1809 — Happy birthday photography pioneers Robert Cornelius, the man who took the world’s first selfie

. In October 1839 he used a daguerreotype. A daguerreotype is an early photo developing process which used an iodine-sensitive silvered plate and mercury vapor. Doesn’t that sound healthy! The shot was taken in the backyard of his family’s store in Philly. His arms were crossed and his hair was a little messy. Between 1841 and 1843 Cornelius ran two of the first photo studios, and the industry quickly began to grow. Rather than growing with it, Cornelius stuck to the family store and retired in his ranch in Philly. He died August 10, 1893.


1889 – Happy birthday Charles Darrow
. He’s credited with inventing the Monopoly board game. In fact versions of the game that went by other names had been floating around in the Midwest prior to this, but Darrow, his wife and son designed the board game we play today, including the famous graphics for the Chance, community chest cards, as well as the large red Go arrow and other aspects.


1846 – The Smithsonian is created.
James Smithson was a British scientist who wrote a very interesting clause in his will for when he died, that his nephew would inherit all his wealth. The weird part was the note after that, which stated that if his nephew died childless, then the wealth should go to “the United States of America found at Washington, under the name of the Smithsonian Institution, an Establishment for the increase & diffusion of knowledge among men.” And so it was.
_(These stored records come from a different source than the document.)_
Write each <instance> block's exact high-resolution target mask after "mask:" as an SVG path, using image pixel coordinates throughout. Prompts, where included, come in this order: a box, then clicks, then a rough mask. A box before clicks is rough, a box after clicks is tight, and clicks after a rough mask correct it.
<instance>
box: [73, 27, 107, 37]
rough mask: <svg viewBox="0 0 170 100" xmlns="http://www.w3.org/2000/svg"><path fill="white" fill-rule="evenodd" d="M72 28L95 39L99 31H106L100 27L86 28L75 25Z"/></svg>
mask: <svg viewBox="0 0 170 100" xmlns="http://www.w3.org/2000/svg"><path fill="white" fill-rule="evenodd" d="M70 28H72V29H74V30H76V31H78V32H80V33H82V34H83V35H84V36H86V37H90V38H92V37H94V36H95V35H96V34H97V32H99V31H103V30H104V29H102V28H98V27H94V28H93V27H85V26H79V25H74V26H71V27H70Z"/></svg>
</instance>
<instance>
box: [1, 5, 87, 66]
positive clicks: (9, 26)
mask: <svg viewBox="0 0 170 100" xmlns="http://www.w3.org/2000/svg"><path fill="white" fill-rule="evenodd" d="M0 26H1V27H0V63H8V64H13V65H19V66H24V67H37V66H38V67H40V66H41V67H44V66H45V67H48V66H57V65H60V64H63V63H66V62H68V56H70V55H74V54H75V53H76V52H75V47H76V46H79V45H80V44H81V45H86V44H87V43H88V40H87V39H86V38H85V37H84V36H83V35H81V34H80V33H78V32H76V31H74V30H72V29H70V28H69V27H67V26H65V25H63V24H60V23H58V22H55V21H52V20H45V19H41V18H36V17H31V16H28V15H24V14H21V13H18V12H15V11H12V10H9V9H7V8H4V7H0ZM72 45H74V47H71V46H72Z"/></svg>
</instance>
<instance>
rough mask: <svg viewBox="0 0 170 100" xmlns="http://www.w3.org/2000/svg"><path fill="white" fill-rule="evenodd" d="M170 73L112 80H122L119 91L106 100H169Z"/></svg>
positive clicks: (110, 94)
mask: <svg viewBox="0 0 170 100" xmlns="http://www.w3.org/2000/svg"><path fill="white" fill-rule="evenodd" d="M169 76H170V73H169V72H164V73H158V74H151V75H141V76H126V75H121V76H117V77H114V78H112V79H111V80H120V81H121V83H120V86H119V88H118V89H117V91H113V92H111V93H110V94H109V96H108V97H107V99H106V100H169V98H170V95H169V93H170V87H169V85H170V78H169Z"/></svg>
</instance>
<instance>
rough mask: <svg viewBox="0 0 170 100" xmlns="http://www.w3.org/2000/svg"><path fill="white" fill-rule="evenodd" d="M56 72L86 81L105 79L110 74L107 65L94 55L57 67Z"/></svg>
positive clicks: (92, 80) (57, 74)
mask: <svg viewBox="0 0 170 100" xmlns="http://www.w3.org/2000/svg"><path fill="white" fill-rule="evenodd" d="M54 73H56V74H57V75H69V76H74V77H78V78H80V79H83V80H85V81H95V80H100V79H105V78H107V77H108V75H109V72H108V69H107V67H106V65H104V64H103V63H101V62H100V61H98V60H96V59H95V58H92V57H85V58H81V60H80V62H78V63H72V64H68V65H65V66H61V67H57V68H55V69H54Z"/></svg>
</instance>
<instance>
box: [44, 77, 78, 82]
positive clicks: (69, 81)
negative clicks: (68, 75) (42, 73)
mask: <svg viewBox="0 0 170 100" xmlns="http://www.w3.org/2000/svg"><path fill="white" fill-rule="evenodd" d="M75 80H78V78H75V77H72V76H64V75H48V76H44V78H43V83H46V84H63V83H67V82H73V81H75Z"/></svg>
Nephew died childless, and turned out Smithson was pretty darn rich! He left a half million dollars in gold alone, plus his mineral collection, library, scientific notes, and more goodies.

Congress debated on what to do with this very generous gift, such as a national university, a public library, or an astronomical observatory. It was finally agreed to make it a museum, library, and a program of research, publication, and collection in the sciences, arts and history.

Its establishment was signed by President James Polk in 1846.These days the Smithsonian is very informative and educational in matters of science, innovation, arts & culture, and so so much more.